Privacy Policy

4 More Labs Limited is the data controller responsible for your personal data. We are registered with the Information Commissioner's Office (ICO) under registration number ZC105791. If you have any questions about how we handle your data, please contact us at privacy@ellon.ai.

We collect the following categories of information:

• Account Information: Name, email address, and authentication details
• Usage Data: Translation history, page counts, and feature usage
• Payment Information: Processed securely through Stripe; we do not store card details
• Document Content: Temporarily processed for translation

• To provide and improve translation services
• To process payments and manage subscriptions
• To send service notifications and updates
• To monitor and prevent abuse
• To comply with legal obligations

Documents are processed in real-time for translation. Temporary caching may occur during processing. We do not permanently store the content of your documents after translation is complete. Translation metadata (filename, languages, page count) is retained for your history.
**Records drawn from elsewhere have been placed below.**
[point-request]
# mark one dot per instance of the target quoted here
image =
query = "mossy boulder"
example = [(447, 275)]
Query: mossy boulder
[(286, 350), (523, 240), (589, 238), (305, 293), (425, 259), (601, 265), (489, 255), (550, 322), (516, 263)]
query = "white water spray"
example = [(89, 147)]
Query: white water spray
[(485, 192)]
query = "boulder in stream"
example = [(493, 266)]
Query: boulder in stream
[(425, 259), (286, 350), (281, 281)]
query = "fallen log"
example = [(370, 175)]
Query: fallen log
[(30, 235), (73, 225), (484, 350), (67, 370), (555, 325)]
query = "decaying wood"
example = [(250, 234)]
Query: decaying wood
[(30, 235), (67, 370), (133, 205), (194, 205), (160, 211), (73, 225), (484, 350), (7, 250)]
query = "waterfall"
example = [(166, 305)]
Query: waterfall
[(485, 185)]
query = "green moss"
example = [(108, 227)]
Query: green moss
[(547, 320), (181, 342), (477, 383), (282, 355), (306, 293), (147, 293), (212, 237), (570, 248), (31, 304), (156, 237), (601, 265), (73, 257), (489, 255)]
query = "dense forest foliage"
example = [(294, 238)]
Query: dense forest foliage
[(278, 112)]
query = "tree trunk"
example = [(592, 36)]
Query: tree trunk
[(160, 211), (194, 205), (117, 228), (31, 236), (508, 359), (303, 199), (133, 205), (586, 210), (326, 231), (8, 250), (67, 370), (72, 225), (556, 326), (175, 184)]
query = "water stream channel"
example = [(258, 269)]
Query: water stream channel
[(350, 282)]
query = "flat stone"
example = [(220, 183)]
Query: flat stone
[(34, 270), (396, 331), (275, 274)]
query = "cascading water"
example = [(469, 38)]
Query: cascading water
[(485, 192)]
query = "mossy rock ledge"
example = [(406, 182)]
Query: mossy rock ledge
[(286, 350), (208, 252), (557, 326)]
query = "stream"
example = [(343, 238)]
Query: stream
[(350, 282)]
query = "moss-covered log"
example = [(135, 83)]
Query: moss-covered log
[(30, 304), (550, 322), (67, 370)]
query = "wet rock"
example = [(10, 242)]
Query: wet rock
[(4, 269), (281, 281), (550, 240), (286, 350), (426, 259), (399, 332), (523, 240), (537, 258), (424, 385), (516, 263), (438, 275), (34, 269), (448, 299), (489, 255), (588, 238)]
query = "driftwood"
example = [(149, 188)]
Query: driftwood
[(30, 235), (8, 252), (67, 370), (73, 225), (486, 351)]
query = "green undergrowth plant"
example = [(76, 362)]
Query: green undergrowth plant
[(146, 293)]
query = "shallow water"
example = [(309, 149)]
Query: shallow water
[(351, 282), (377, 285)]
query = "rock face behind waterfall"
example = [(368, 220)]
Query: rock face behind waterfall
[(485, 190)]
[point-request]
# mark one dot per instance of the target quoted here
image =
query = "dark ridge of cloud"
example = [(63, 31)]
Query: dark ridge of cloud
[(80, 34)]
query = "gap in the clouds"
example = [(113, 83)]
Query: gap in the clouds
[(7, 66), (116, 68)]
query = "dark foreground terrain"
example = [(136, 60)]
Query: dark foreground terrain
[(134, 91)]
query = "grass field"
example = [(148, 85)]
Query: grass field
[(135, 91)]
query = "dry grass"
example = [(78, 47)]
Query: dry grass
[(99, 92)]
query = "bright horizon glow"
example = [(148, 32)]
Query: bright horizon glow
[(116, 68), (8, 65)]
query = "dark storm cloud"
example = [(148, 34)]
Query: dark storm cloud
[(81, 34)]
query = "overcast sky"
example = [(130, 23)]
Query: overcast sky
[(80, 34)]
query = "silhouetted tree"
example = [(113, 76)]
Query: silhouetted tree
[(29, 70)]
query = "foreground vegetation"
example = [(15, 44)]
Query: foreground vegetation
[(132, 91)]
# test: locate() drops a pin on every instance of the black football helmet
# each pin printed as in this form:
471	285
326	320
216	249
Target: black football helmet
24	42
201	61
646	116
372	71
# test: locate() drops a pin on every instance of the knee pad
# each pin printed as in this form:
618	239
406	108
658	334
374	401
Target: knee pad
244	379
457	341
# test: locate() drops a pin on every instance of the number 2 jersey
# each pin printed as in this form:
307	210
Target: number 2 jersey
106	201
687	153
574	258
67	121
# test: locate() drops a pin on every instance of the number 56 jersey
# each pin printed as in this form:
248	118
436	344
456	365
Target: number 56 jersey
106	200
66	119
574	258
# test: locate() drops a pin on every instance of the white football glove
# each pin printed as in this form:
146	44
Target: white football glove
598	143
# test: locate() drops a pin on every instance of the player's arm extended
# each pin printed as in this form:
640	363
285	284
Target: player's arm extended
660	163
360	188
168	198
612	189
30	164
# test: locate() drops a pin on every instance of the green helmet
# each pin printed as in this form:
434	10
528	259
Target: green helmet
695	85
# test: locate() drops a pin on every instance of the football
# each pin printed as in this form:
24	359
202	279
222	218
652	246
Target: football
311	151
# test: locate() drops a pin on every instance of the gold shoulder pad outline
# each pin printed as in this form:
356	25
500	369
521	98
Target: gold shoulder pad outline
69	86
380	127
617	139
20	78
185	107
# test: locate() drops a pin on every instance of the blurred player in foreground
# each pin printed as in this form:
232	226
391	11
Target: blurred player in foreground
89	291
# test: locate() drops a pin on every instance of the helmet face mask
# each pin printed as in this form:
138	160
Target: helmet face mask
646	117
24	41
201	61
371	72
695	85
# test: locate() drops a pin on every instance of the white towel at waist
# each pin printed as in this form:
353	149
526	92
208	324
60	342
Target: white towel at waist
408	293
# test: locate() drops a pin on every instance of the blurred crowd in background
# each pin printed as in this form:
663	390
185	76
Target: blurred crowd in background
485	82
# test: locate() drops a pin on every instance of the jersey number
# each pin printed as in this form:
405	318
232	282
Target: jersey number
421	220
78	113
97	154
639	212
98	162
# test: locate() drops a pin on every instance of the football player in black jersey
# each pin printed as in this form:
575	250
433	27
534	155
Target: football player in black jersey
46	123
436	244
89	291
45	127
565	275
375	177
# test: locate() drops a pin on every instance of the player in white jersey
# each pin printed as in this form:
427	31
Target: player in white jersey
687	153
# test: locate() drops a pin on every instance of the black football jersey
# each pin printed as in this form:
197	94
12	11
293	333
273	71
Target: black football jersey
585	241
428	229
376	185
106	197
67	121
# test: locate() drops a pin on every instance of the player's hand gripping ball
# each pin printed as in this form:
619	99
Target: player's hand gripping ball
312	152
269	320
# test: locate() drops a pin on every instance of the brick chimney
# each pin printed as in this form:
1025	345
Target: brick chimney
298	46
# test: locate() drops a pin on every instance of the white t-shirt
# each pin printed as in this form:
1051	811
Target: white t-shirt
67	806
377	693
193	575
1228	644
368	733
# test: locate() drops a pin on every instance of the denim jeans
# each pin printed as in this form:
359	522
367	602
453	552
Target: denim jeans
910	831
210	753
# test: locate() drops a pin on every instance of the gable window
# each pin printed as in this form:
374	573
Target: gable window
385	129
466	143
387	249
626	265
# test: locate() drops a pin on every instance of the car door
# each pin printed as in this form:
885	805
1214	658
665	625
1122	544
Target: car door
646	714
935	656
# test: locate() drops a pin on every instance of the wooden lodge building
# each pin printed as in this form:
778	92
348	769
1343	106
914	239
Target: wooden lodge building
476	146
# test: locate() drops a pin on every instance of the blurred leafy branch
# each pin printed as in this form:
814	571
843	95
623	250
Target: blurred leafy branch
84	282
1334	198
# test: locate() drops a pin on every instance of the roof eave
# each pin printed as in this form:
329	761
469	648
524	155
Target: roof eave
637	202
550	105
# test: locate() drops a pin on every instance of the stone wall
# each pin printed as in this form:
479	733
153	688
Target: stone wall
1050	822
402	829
• Anthropic (Claude): AI translation engine - SOC 2 Type II certified, ISO 27001, ISO 42001, Zero Data Retention enabled
• Google Cloud (Gemini): AI translation engine - ISO 27701 certified, GDPR-compliant DPA with EU data processing
• Stripe: Payment processing
• Google OAuth: Authentication - we receive your name, email address, and profile picture to create or link your account
• LinkedIn (OpenID Connect): Authentication - we receive your name, email address, and profile picture via LinkedIn's Sign In with LinkedIn. LinkedIn is operated by LinkedIn Corporation (a Microsoft subsidiary). Data processing is governed by LinkedIn's DPA with SCCs.
• Microsoft (Entra ID / OAuth 2.0): Authentication - we receive your name and email address via Microsoft's identity platform. Data processing is governed by Microsoft's Data Protection Addendum (DPA) with EU SCCs and UK IDTA.

We protect your data using industry-standard measures including HTTPS/TLS encryption, JWT-based authentication tokens, and regular security audits. Access to user data is restricted to authorized personnel only.

Our AI providers hold independently audited certifications including SOC 2 Type II, ISO 27001, ISO 42001, and ISO 27701. Annual penetration testing reports are available upon request.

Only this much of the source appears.